The Sustainability Shift: Refashioning Malaysia’s Future discusses the specific ecological threats facing Malaysia and the intellectual as well as practical ‘shift’ required for a more sustainable future. The book explores themes of environmental degradation, climate change and imminent ecological collapse faced by humanity today. These issues demand an urgent response from individuals, industries and national governments. Yet, in most countries, national policies are still based on fragmentary thinking and unsound science. Malaysia, a resource-rich upper-middle-income economy, is no exception.
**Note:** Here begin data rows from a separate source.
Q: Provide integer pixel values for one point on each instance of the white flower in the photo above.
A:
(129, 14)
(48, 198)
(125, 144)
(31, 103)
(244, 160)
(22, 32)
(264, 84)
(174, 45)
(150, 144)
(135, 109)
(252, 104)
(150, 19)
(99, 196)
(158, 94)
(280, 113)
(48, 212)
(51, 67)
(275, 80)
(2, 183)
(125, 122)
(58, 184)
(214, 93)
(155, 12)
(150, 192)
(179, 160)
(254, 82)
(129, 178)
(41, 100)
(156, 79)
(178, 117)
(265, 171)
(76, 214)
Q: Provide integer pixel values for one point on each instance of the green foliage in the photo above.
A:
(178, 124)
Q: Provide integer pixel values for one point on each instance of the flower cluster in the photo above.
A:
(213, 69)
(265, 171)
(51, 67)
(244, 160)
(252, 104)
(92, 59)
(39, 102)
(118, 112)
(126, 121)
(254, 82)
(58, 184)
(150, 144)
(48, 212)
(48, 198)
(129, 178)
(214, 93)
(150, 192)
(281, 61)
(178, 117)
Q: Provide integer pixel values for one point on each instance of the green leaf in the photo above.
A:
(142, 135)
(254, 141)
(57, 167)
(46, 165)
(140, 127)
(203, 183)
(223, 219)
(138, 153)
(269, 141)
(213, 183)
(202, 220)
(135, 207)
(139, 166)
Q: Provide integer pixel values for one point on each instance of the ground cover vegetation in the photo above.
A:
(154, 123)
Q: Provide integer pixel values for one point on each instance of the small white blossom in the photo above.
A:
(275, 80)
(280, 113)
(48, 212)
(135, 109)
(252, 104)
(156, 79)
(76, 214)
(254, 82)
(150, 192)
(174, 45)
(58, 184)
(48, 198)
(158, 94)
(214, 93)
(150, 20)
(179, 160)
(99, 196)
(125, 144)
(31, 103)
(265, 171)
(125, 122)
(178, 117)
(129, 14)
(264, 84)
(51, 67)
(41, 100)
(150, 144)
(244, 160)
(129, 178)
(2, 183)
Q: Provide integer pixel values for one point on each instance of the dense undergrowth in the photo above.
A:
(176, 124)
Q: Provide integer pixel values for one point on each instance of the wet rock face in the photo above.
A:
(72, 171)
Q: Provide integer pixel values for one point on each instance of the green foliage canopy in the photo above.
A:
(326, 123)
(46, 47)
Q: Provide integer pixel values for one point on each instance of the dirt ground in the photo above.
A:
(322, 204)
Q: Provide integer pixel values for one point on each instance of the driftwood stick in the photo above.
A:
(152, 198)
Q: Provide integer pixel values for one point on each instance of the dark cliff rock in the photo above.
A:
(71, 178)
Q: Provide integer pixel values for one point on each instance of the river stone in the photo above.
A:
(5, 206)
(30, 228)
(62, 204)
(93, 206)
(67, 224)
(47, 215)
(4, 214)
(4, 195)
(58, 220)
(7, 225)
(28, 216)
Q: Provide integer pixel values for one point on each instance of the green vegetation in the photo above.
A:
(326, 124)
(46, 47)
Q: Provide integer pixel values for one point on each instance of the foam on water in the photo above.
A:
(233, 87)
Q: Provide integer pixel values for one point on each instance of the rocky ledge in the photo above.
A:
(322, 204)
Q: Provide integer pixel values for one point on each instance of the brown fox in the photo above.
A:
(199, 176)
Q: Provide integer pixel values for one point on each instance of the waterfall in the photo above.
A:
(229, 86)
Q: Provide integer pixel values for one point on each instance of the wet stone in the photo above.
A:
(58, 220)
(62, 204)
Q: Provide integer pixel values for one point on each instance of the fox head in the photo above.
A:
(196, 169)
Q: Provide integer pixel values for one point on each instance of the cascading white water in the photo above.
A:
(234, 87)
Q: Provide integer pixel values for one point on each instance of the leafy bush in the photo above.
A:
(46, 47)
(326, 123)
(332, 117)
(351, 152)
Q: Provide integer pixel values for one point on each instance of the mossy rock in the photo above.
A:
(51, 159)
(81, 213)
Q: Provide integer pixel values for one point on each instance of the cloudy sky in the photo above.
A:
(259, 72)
It will certainly make a difference globally if Malaysia—home to an important tropical rainforest with mega-diverse species richness—can make a transition to sustainability. Malaysia faces a spectrum of institutional challenges as it grapples with this transition. Instead of looking at environmental problems through a compartmentalised perspective, it is essential to understand the common root causes of overarching unsustainability.
The sustainability shift essentially means that development processes must operate using the logic of sustainability principles. It provokes us to reframe our relationship with the ecosystem, rethink the character of development and redefine what constitutes social progress. This book explores possibilities and requirements for reforming institutions to enable the sustainability shift. In order to avoid uncritical adoption of the concept without realising the value-laden and complex nature of the sustainability vision, we emphasise the balance between the universality of the global sustainability agenda and Malaysia’s national characteristics, developmental stage and policy style.
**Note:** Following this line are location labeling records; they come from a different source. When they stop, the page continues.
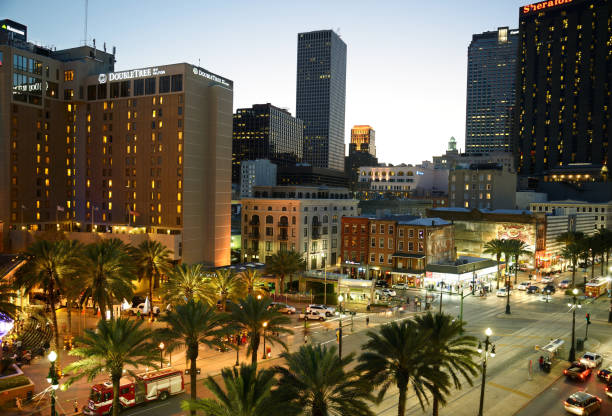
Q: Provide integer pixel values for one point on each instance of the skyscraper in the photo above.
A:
(266, 132)
(490, 90)
(563, 127)
(321, 96)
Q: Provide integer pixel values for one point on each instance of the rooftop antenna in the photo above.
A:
(85, 29)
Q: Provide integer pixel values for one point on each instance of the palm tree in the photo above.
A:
(316, 381)
(572, 252)
(153, 261)
(259, 320)
(114, 345)
(451, 351)
(225, 285)
(496, 248)
(397, 354)
(247, 392)
(108, 272)
(252, 281)
(190, 325)
(285, 263)
(48, 264)
(185, 283)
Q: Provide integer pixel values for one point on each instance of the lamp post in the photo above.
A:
(486, 352)
(340, 299)
(265, 325)
(52, 379)
(573, 305)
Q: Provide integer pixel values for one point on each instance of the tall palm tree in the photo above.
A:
(247, 392)
(114, 346)
(153, 261)
(496, 248)
(397, 354)
(316, 381)
(225, 285)
(190, 325)
(252, 281)
(108, 271)
(186, 283)
(285, 263)
(572, 252)
(48, 264)
(451, 351)
(259, 320)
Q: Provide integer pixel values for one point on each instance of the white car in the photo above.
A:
(591, 359)
(523, 285)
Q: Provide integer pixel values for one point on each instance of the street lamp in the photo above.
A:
(52, 379)
(487, 343)
(265, 325)
(340, 299)
(573, 305)
(161, 354)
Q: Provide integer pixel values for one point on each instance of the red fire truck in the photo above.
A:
(154, 385)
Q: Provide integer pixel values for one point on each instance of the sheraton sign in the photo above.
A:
(543, 5)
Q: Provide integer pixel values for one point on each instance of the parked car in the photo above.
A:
(523, 285)
(591, 359)
(582, 403)
(564, 284)
(533, 289)
(282, 308)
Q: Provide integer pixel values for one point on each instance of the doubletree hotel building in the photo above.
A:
(134, 154)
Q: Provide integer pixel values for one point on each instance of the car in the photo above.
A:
(282, 308)
(605, 374)
(582, 403)
(523, 285)
(591, 359)
(577, 371)
(329, 310)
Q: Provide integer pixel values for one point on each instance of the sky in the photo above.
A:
(406, 60)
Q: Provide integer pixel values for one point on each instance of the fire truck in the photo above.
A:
(147, 387)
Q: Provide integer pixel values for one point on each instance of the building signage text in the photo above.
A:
(543, 5)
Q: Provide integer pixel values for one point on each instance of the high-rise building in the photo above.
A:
(563, 127)
(490, 91)
(134, 154)
(363, 139)
(266, 132)
(321, 96)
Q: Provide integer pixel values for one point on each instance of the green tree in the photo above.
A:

For the needed policy shift to occur, changes have to take place along three trajectories: restructuring the policy framework from one that focuses on environmental problems to one which addresses sustainability; broadening the organisation-centric approach to institutional change in order to overcome the ‘silo-effect’; and changing the focus of aspirational goals to policy and programme implementation.
Over two decades after the 1992 Rio Earth Summit, advancing sustainable development from the local to the global levels remains a major challenge and responsibility. Faced with complex multi-sectoral crises, the 2015 United Nations Summit on Sustainable Development adopted Sustainable Development Goals (SDGs) to serve as a guide for the international community in implementing actions to better advance the sustainability transition. The emphasis is for the new goals to fully reflect the three dimensions of sustainable development, whereby economic, environmental and social policies are designed and implemented in a mutually reinforcing manner.
The launch of SDGs allows for nationally adapted and differentiated approaches for implementing what is seen as a common and collective responsibility. It requires governments to prepare the ground for implementation on a national scale. Yet, effective implementation of sustainable development objectives is an institutional challenge with which all governments are struggling.